A sostenerlo è il Centro studi enti locali (Csel) in un dossier realizzato per l’Adnkronos. Basti pensare che alla sola Lombardia è costato circa 23 milioni di euro il primissimo esperimento di voto elettronico tenutosi nel Paese. L’occasione fu il referendum regionale sul cosiddetto regionalismo differenziato svoltosi in Veneto e Lombardia il 22 ottobre 2017. Per gli 8 milioni di elettori lombardi furono predisposte nelle cabine, al posto delle tradizionali schede cartacee, le cosiddette ‘voting machine’, dispositivi simili ai tablet con uno schermo touch screen sul quale si leggeva il testo integrale del quesito referendario e le tre opzioni possibili: sì, no, scheda bianca.

Non si trattò, dunque, di voto a distanza, ma di voto elettronico con successivo scrutinio digitale.

La cifra spesa dalla Regione in quell’occasione copriva, oltre a questi dispositivi, il costo di software, sistemi di sicurezza, servizi di assistenza tecnica e formazione del personale. Recentemente c’è stato un secondo esperimento, in occasione dell’elezione dei Comitati degli italiani all’estero, tenutasi lo scorso 3 dicembre.

Migliaia di elettori, residenti in nove sedi diplomatico-consolari, iscritti nell’elenco degli elettori per le elezioni dei Comites hanno avuto la possibilità di esprimere il loro voto anche in modalità digitale. Fino al 3 dicembre, si sono potuti collegare al Portale IOvoto per votare con lo Spid di II livello. Gli elettori hanno votato anche in modalità cartacea, in quanto solo quel voto era valido ai fini dello scrutinio.
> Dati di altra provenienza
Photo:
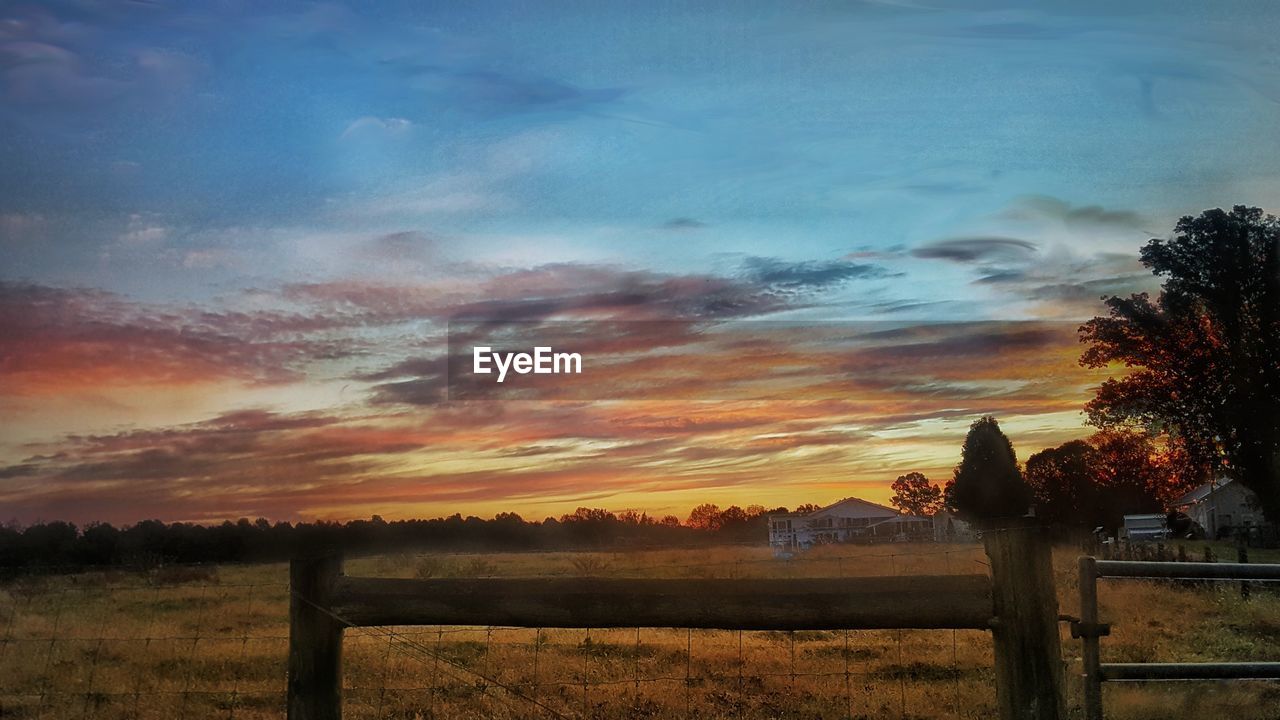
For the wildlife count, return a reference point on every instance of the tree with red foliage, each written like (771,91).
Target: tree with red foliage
(1205,358)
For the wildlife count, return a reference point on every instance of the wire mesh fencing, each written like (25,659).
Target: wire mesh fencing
(213,642)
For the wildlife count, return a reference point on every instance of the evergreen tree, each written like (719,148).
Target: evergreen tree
(987,483)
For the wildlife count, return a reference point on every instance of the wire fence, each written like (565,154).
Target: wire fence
(213,642)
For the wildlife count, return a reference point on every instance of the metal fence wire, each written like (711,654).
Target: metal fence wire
(213,642)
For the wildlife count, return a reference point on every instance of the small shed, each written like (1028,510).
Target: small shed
(1146,527)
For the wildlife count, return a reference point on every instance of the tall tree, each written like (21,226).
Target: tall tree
(1065,483)
(987,483)
(1205,356)
(915,495)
Su 8265 utenti maggiorenni, residenti nelle sedi coinvolte nella sperimentazione, registrati su Fast It e dotati di Spid, hanno optato 1236 potenziali elettori, ovvero il 15%.
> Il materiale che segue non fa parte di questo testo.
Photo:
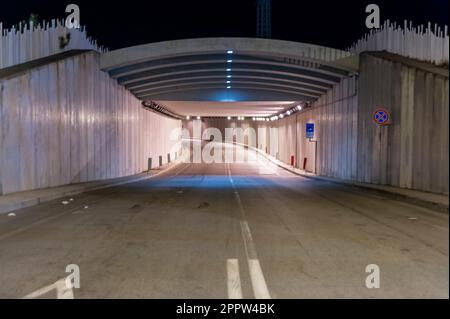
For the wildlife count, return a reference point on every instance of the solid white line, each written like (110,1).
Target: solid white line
(62,292)
(259,285)
(258,282)
(234,279)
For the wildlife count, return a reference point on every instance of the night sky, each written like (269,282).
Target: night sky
(118,24)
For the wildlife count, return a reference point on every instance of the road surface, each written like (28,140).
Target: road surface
(241,230)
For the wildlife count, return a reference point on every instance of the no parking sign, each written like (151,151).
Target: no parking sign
(381,116)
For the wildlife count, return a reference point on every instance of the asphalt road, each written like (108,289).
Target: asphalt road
(249,230)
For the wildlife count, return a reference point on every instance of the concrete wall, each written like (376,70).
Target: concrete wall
(334,115)
(413,151)
(69,122)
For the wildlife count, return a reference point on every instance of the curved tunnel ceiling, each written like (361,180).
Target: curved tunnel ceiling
(228,70)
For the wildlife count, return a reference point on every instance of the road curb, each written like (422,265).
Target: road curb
(436,206)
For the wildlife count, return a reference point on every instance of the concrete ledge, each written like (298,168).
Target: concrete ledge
(432,201)
(16,201)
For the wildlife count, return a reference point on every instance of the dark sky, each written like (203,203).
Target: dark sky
(118,24)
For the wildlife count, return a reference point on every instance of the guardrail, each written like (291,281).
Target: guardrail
(28,42)
(430,44)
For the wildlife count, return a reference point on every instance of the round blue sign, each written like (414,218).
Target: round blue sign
(381,117)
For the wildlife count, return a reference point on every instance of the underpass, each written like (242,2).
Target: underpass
(198,230)
(116,179)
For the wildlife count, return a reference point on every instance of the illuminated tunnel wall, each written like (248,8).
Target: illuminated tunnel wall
(68,122)
(410,153)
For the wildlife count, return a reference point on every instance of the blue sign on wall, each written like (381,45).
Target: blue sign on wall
(309,130)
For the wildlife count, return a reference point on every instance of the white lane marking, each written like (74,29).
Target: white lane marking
(234,279)
(259,285)
(62,292)
(258,282)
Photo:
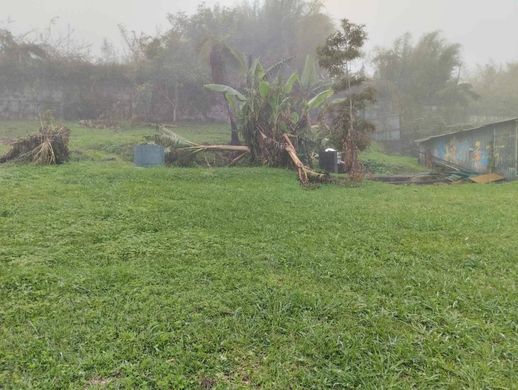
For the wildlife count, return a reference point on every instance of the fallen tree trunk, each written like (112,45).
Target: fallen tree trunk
(306,174)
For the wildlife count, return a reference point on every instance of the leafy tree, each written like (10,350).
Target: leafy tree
(498,90)
(348,128)
(422,83)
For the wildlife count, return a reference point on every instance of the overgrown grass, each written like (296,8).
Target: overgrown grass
(115,276)
(385,164)
(107,144)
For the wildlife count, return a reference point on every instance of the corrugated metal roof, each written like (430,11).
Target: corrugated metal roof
(466,130)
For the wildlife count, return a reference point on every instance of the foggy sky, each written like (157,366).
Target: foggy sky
(488,30)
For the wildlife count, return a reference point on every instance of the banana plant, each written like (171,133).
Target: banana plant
(269,107)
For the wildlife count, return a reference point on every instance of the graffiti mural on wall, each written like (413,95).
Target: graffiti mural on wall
(466,152)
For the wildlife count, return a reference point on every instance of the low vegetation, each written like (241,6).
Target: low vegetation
(113,276)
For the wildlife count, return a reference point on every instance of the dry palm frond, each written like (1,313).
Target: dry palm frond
(49,146)
(182,151)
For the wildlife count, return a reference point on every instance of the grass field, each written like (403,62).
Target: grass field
(113,276)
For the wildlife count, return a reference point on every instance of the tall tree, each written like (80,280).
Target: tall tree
(422,83)
(340,58)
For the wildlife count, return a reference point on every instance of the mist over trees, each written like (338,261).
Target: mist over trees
(421,80)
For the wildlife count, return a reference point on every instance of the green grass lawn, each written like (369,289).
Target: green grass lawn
(113,276)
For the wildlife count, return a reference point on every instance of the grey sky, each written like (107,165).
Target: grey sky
(488,30)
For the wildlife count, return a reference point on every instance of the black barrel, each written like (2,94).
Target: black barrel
(328,161)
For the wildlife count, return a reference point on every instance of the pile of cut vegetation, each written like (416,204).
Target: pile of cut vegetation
(48,146)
“Sugli stessi utenti totali – riferisce Csel riportando un documento diffuso sul sito della Camera – i 672 votanti digitali rappresentano l’8,1%. Il rapporto optanti digitali (1.236) / potenziali elettori digitali (8.265), pari a 15%, e il rapporto votanti digitali (672) / potenziali elettori digitali (8.265), pari all’8,1%, risulta quindi più elevato se comparato con il rapporto optanti/elettori, pari a 3,9%, e votanti/elettori, pari a 2,9%, riscontrato nel voto cartaceo”. “Si conferma pertanto una maggiore propensione a votare digitalmente, rispetto proprio al voto cartaceo, per gli elettori registrati su Fast It e in possesso di Spid”, conclude.